Skip header area?
msdemlei opened this issue · comments
RFC 1341 says about multipart payloads:
This [the multipart content-type] indicates that the entity consists of several parts, each itself with a structure that is syntactically identical to an RFC 822 message, except that the header area might be completely empty...
I read that as: "a multipart payload may have a header area". As a matter of fact, when you construct a multipart payload using email.mime.multipart.MIMEMultipart and then calling as_string(), you get:
MIME-Version: 1.0
Content-Type: multipart/form-data; boundary="========== bounda r y 930"
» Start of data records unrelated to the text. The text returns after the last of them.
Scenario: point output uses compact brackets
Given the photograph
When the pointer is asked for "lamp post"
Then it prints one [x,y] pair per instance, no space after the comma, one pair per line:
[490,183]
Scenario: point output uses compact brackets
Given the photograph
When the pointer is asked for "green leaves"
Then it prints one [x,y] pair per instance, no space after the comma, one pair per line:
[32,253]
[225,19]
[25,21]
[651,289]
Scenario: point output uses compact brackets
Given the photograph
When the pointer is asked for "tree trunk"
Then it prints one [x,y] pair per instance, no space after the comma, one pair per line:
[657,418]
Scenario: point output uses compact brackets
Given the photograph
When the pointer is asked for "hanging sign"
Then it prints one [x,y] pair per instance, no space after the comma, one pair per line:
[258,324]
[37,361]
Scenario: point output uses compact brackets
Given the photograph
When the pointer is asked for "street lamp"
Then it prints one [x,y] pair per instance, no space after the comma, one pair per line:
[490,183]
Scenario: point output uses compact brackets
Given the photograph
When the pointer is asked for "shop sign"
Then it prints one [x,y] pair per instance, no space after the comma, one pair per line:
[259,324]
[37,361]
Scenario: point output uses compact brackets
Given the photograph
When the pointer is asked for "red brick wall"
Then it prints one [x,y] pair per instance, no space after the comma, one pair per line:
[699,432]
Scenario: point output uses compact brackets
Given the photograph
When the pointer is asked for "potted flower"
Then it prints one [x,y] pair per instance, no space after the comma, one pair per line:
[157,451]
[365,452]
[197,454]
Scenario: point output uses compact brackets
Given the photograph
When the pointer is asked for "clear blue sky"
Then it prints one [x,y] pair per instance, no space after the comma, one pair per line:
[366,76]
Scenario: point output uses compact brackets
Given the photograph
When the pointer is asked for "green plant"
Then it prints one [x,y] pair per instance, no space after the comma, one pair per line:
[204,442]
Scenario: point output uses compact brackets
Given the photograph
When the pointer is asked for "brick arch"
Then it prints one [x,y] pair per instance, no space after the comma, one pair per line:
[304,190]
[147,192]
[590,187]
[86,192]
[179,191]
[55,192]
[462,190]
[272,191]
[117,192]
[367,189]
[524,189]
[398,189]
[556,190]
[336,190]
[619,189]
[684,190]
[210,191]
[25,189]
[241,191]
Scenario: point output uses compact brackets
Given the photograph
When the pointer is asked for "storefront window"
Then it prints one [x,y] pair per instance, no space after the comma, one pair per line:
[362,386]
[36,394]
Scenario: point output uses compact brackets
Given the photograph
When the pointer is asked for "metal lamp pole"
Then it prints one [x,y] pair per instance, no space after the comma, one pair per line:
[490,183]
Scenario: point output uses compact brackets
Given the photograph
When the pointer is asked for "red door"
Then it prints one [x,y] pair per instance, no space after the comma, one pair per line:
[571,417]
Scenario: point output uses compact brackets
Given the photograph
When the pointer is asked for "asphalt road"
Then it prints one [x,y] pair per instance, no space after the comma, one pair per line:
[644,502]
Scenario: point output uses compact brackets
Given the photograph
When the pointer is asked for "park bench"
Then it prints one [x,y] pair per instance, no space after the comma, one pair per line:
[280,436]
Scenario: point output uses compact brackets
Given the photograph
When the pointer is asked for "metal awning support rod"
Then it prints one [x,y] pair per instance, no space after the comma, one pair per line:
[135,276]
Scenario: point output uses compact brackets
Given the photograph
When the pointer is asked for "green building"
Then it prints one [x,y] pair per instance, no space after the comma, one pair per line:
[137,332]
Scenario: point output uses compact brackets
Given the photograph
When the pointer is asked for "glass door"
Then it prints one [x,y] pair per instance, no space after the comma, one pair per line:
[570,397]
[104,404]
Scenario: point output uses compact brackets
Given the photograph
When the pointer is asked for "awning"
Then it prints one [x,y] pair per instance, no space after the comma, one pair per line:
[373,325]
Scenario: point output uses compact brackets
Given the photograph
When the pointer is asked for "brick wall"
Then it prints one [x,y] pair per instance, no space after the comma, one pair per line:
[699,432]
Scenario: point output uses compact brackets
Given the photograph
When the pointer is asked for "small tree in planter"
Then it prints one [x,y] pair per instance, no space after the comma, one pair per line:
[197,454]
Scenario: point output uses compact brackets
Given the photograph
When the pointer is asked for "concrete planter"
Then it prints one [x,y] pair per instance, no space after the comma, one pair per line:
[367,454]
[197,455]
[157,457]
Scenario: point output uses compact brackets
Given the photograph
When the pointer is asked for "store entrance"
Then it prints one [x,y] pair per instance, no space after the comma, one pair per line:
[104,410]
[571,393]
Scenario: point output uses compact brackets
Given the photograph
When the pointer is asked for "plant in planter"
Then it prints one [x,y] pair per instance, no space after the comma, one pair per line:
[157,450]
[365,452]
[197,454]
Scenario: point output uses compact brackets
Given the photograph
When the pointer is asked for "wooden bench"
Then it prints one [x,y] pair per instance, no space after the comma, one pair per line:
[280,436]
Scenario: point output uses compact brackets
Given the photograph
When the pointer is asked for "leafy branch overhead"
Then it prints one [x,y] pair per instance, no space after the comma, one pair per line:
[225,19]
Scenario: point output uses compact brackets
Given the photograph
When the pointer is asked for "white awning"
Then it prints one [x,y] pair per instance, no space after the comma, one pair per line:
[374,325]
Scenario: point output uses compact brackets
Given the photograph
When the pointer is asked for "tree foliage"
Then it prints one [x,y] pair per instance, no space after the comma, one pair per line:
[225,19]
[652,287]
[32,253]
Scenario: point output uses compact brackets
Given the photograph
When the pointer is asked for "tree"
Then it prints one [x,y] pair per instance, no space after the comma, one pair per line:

--========== bounda r y 930\nMIME-Version: 1.0
Content-Type: application/octet-stream
...
The multipart parser from the old cgi module would correctly grok that when I uploaded it (provided I arranged for the content-type to be in the HTTP header). python-multipart (tried 0.0.5) does not and fails when it sees the M of the MIME-Version.
I appreciate the "as browsers send it" part of multipart's rationale; however, being somewhat friendly to machine-generated multipart messages would, I think, be a friendly gesture, and it might prevent breakage as people move from cgi's FieldStorage (used, e.g., in twisted) to python-multipart.
What I think should be done: in MultipartParser's _internal_write, we should blindly skip everything until the MIME header area is consumed, i.e., until we have found a CRLFCRLF sequence. Would you consider such a PR?